Sixty-eight percent of Labor voters answered Yes. Thus the Labor leadership’s position was out-of-step with the views of two thirds of Labor voters.
Some relevant polls
taken at the time of the last election:
On 3 May 2018 a Sky News ReachTel poll found that “Half of all Australian voters support a 90-day limit on holding asylum seekers in offshore detention on Manus Island and Nauru. Just 30 per cent of people were against the idea.... Support and disapproval levels for the 90-day limit were the same across Coalition and Labor voters”. http://www.dailymail.co.uk/wires/aap/article-5684929/Voters-limits-offshore-detention.html
Though the electoral costs either way are probably not high, the Labor leaders’ present position does carry heavy longer-term political costs. The fact that Labor Parliamentarians are so much out of step with the views of Labor party members and Labor voters on a humanitarian issue of major importance makes the Parliamentary Labor party’s claim to stand for humane values (fairness, equality, human rights, compassion, generosity, etc.) sound hypocritical. The result of the Labor-LNP “unity ticket” on Manus-Nauru will be increased contempt for politicians, disillusionment with politics, further hollowing-out of political parties, and loss of faith in democracy. Both of the major political parties refuse in this area to implement values many ethically concerned Australians support, and a vote for a minor party can have no effect.

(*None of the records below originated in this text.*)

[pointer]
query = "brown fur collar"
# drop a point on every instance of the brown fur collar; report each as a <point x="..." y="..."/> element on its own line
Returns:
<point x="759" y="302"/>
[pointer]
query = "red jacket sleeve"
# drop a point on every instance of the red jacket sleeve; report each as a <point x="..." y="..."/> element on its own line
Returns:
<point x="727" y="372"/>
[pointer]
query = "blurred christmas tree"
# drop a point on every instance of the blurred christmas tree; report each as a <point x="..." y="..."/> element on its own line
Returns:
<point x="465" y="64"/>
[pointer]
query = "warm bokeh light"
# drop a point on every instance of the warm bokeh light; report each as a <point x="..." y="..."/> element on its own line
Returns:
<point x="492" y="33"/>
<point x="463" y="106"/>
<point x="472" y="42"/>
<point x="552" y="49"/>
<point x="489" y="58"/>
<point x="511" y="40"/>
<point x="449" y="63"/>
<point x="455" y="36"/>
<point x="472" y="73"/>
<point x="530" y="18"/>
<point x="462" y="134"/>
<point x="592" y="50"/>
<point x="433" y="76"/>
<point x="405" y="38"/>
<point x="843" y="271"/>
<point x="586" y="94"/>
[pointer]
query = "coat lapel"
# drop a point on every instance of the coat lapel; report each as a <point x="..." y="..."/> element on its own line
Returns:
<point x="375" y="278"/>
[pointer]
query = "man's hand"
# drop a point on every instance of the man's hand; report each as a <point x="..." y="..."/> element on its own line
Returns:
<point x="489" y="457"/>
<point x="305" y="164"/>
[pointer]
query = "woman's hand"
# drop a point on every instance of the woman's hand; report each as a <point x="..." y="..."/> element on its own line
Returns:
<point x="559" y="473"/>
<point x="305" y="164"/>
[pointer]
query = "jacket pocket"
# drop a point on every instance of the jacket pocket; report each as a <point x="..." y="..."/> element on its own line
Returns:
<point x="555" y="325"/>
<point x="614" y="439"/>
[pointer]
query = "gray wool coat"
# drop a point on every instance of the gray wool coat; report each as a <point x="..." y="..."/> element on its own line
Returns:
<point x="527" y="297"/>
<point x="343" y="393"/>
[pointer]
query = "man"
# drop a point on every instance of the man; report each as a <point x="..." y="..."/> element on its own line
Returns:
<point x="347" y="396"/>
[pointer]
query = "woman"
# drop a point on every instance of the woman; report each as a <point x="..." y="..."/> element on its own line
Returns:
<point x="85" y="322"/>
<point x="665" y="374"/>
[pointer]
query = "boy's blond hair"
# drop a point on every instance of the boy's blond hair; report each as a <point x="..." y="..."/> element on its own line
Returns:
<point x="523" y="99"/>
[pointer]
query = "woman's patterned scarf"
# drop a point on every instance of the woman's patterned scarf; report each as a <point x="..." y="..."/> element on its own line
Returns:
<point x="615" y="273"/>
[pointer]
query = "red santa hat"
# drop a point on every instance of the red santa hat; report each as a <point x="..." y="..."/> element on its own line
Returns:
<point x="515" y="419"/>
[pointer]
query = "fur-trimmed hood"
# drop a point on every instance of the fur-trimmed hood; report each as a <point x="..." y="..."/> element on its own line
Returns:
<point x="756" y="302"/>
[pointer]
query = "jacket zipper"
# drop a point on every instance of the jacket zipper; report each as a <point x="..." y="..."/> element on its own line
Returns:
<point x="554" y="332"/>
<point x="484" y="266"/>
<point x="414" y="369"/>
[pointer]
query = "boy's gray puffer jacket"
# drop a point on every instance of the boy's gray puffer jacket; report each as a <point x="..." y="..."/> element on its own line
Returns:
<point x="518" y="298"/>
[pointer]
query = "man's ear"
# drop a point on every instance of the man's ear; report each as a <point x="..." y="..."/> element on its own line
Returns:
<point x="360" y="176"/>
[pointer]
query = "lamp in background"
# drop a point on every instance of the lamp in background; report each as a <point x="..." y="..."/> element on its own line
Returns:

The fate of the Manus and Nauru detainees will, and should, be a major topic at the Party’s National Conference. Whatever the outcome at the Conference, the Government will be able to run a scare campaign. If Mr Shorten sticks to his present position, and perhaps even defeats opponents (perhaps with the support of some big union), that will not be enough to convince voters who say “Never” that a future Labor government won’t eventually bring the detainees here. The spectacle of division at the Conference will make them think that sooner or later Labor’s position will change. Those who say “Never” to the refugees will never vote Labor.